Translate tone and profanity with cultural sensitivity. Use locale-aware profanity lists and consult native reviewers when adapting humor.

  • Prompt example: "Adapt the following roast concept '{concept}' for {locale_language} cultural norms. Replace taboo references and provide an explanation of changes."
  • Best practice: test lines with native speakers and revise offensive references before publishing

From generator to stage or code

Export, formats, and integration

Export-ready presets (short, long, stage, social) and portable prompt templates make it simple to embed generated lines into chatbots, game dialogue, or social copy. Recommended integration pattern prioritizes safety.

  • Export formats: plain text, CSV of variants, and labeled candidate sets for review
  • Integration pipeline: generate multiple candidates → apply safety transform → human review (if public) → publish
  • Works with hosted and local LLMs; templates are model-agnostic and portable to Hugging Face toolchains

Target audiences

Who should use it

Designed for creators and teams who need quick, consistent, and safe comedic lines without the risk of targeted harassment.

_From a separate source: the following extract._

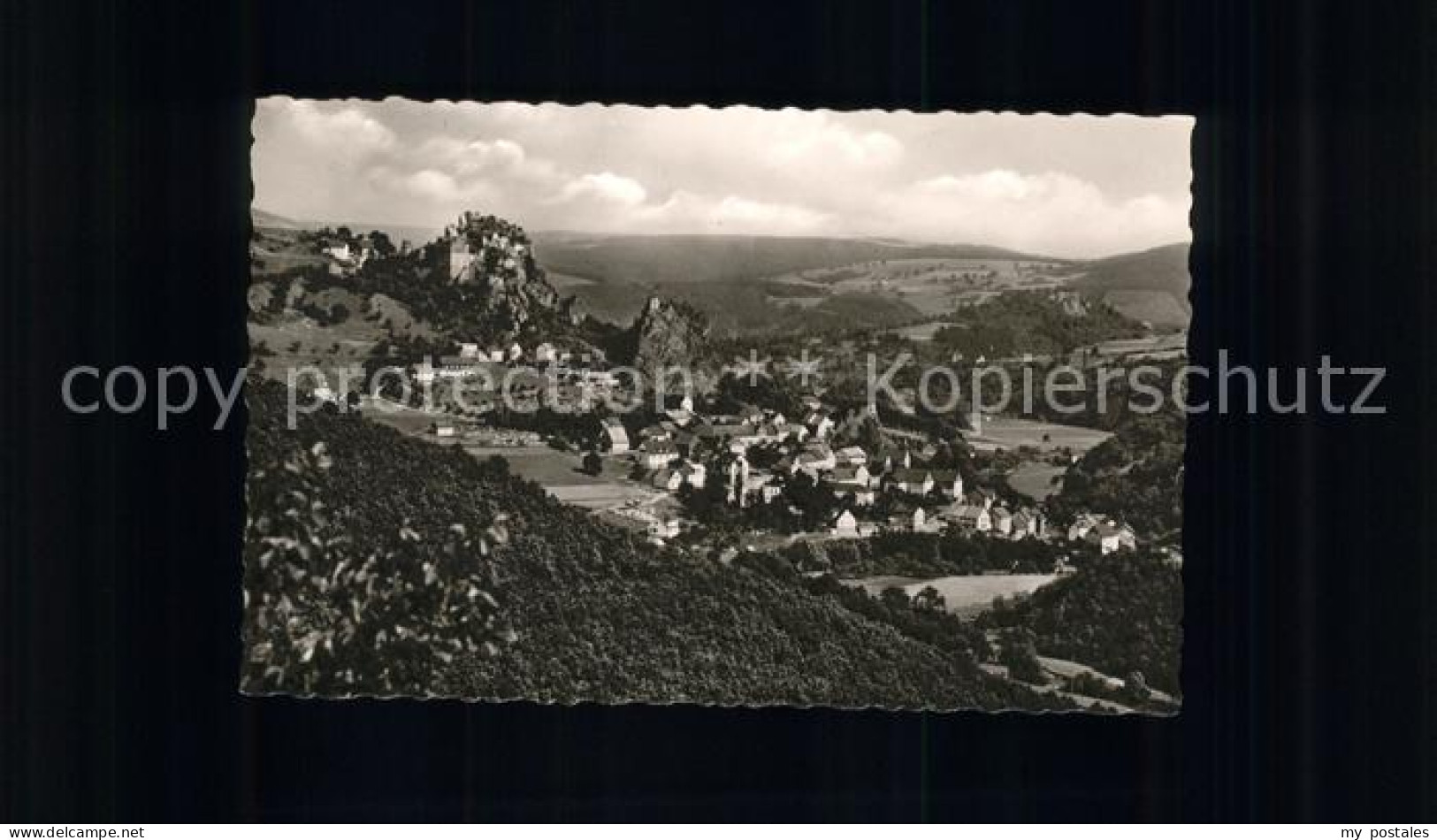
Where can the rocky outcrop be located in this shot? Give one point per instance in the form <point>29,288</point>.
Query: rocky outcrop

  • Comedy writers and stand-up performers
  • Screenwriters and game writers crafting character dialogue
  • Social media and content teams creating edgy-but-safe copy
  • Developers prototyping chatbot personalities or NPCs
  • Writers overcoming writer's block and exploring tonal variety

FAQ

Is it ethical to use an AI insult generator?

Responsible use focuses on fiction, performance, and clearly fictionalized characters. Avoid targeting real individuals, protected characteristics, or private persons. When in doubt, choose softened or family-safe variants and include a human review step before publishing.

How does the safety/softening process work?

Safety transforms are prompt-based: generate multiple candidates, then run a transformation prompt that returns a softened and a stage-acceptable variant. You can supply blacklists or negative-prompt patterns; for public-facing output add a human moderation checkpoint.

Can I use generated lines commercially?

Generally you may reuse generated text, but you should verify local laws and platform terms where you publish. If using lines in paid productions or branded campaigns, run an editorial and legal review to confirm appropriateness.

How do I localize tone for other languages or regions?

Use locale-aware profanity lists, adapt cultural references, and consult native reviewers. A recommended prompt: adapt the concept for {locale_language}, replace taboo references, and include notes explaining changes for review.

What settings control severity and audience suitability?

Common controls include tone (polite → playful → scathing), target scope (fictional → generalized → self-deprecating), safety level (family-safe → roast-night), and length (short → long). Each generated variant should include a safety note for quick evaluation.

How do I integrate outputs into chat apps or games without enabling harassment?

Use a pipeline: receive prompt → generate 3 candidates → run the safety transformation (soften/neutralize) → filter with blacklists → human review (for public endpoints) → return the highest-rated safe candidate. For bots, default to safe variants and log flagged generations for audit.

Can the generator avoid specific words or topics?

Yes. Supply custom blacklists, negative-prompt patterns, and content filters. The templates are designed to respect those constraints and to prioritize non-targeted, comedic phrasing by default.

Which models and environments work with these prompts?

Prompt templates are model-agnostic: they work with common hosted LLMs, local/open models (Llama-family and similar), and Hugging Face-hosted models. Templates are formatted to be portable to bots and web widgets (Discord, Slack, web embeds).